On October 3, 2017, Plaintiff filed a motion seeking appointment as lead plaintiff and appointment of Monteverde & Associates PC as lead counsel. That motion was granted. Plaintiff filed an amended complaint against the Company and the United States-based director Defendants on January 10, 2018.  The Defendants filed a motion to dismiss on March 12, 2018, for which oral arguments were held on June 14, 2018.  The court dismissed the amended complaint on September 20, 2018 but gave Plaintiff leave to amend the complaint within 20 days from the date of dismissal.  On October 10, 2018, Plaintiff amended the complaint to focus on the Company’s commercial strategy in support of Equilevia and the related disclosure statements in the Form S-4 described above.  On November 6, 2018, the Defendants moved to dismiss the second amended complaint. The Defendants argued in their motion that the second amended complaint fails to state a claim upon which relief can be granted because the omissions and misrepresentations alleged in the complaint are immaterial as a matter of law.
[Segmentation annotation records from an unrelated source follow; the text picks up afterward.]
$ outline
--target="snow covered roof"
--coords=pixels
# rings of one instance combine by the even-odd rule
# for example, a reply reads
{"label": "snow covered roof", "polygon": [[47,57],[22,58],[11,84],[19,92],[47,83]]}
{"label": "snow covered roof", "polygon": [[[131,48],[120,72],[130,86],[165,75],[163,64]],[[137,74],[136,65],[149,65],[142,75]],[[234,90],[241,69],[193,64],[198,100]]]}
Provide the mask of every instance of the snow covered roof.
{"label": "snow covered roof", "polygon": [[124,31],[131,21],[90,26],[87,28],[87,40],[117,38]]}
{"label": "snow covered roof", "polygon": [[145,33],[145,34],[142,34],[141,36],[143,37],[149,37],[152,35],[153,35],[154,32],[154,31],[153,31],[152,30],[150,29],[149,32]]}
The court denied the Defendants’ motion to dismiss on June 28, 2019. The defendants answered the second amended complaint on August 2, 2019. Discovery will now proceed. If the Plaintiff were able to prove his allegations in this matter and to establish the damages he asserts, then an adverse ruling could have a material impact on the Company.

Other than as described above, there are currently no claims or actions pending against us, the ultimate disposition of which could have a material adverse effect on our results of operations, financial condition or cash flows.

Contingencies

From time to time, the Company may be involved in legal proceedings (other than those noted above) arising in the ordinary course of business. The Company believes there is no litigation pending that could have, individually or in the aggregate, a material adverse effect on the financial position, results of operations or cash flows.

 

Settlement of Tempesta Royalty dispute

As of September 30, 2019, the Company was in negotiations with Dr. Michael Tempesta regarding disputes of royalty payments owed by Napo to Tempesta under a license agreement, dated February 8, 1990, between Tempesta and Shaman Pharmaceuticals, a predecessor-in-interest to Napo (the “1990 License”), and a modified license agreement, dated October 16, 2002, between Tempesta and Napo (the “2002 License” and together with the 1990 License, the “License Agreements”) with respect to SP-303, a component of Mytesi, the Company’s FDA-approved drug for the symptomatic relief of noninfectious diarrhea in adult patients with HIV/AIDS on antiretroviral therapy. The Company had ceased payment of royalties to Tempesta in October 2018.

At September 30, 2019, the Company determined that it was probable that a liability in the amount of $640,000 would be paid to Tempesta in the settlement of the royalty dispute. Accordingly, at September 30, 2019 and pursuant to ASC 450, the Company accrued a loss contingency of $640,000 that was charged to operating expenses in the condensed statements of operations.

In October 2019, the Company and Tempesta settled the dispute, pursuant to which Tempesta received $50,000 in cash, an unsecured promissory note issued by the Company in the aggregate principal amount of $550,000 and 40,000 shares of the Company’s common stock in exchange for the cessation of all royalty payments by Napo to Dr. Tempesta under the License Agreements (see Note 14).